Pylander Pylander - 3 months ago 8
JSON Question

Python Pandas Create Records from Complex Dictionary

I have processed some very complex nested json objects to get the following general dictionary format:

{'key1':'value1',
'key2':'value2',
'key3':'value3',
'key4':'value4',
'key5':[['value5', 'value6', 'value7'], ['value8', 'value9', 'value10']],
'key6':[['value5', 'value6', 'value7'], ['value8', 'value9', 'value10']]}


In the list of lists, each list indicates something that should be an "individual transaction" equivalent. Each transaction shares key1, key2, key3, key4 pairs. There can be an arbitrary number of lists.

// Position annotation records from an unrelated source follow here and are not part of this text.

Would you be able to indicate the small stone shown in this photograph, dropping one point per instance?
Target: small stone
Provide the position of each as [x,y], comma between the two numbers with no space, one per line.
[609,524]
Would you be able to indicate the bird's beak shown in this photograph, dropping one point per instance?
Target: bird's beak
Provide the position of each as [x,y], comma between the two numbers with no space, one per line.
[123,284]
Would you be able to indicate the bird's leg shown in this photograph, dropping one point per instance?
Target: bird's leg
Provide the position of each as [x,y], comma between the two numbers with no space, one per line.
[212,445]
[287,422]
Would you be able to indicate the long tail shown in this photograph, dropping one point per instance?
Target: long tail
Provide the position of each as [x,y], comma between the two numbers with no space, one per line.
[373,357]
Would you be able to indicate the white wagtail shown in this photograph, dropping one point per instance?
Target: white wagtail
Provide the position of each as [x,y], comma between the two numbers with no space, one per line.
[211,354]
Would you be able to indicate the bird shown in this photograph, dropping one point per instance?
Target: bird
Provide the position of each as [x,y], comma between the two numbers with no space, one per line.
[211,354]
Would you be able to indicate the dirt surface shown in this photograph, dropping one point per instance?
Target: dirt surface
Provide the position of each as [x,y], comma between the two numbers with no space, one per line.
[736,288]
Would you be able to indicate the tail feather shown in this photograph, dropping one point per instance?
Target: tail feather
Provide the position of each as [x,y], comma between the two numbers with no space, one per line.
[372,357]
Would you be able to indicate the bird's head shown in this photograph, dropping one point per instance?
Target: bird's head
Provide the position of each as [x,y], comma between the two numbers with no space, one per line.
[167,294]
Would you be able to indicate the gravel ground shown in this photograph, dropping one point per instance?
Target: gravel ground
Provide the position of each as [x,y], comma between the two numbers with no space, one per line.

I am trying to efficiently turn these into records in a pandas dataframe like the following:

key1_field, key2_field, key3_field, key4_field, key5_or_key6_field_1, key5_or_key6_field_2, key5_or_key6_field_3, key5_or_key6_indicator
value1, value2, value3, value 4, value5, value6, value7, key5
value1, value2, value3, value 4, value5, value6, value7, key6
value1, value2, value3, value 4, value8, value9, value10, key5
value1, value2, value3, value 4, value8, value9, value10, key6


Any assistance would be sincerely appreciated! It has been a challenge enough getting this to this point. Thanks!

EDIT:

As asked, I can post how I have been trying to approach this:

import pandas as pd
import numpy as np

d = {'key1':'value1',
'key2':'value2',
'key3':'value3',
'key4':'value4',
'key5':[['value5', 'value6', 'value7'], ['value8', 'value9', 'value10']],
'key6':[['value5', 'value6', 'value7'], ['value8', 'value9', 'value10']]}

df = pd.DataFrame({k : pd.Series(v) for k, v in d.iteritems()})


My remaining issue is that the single key values are NaN after the first row.

enter image description here

Answer

Try this:

pd.DataFrame({k : pd.Series(v) for k, v in d.iteritems()}).ffill()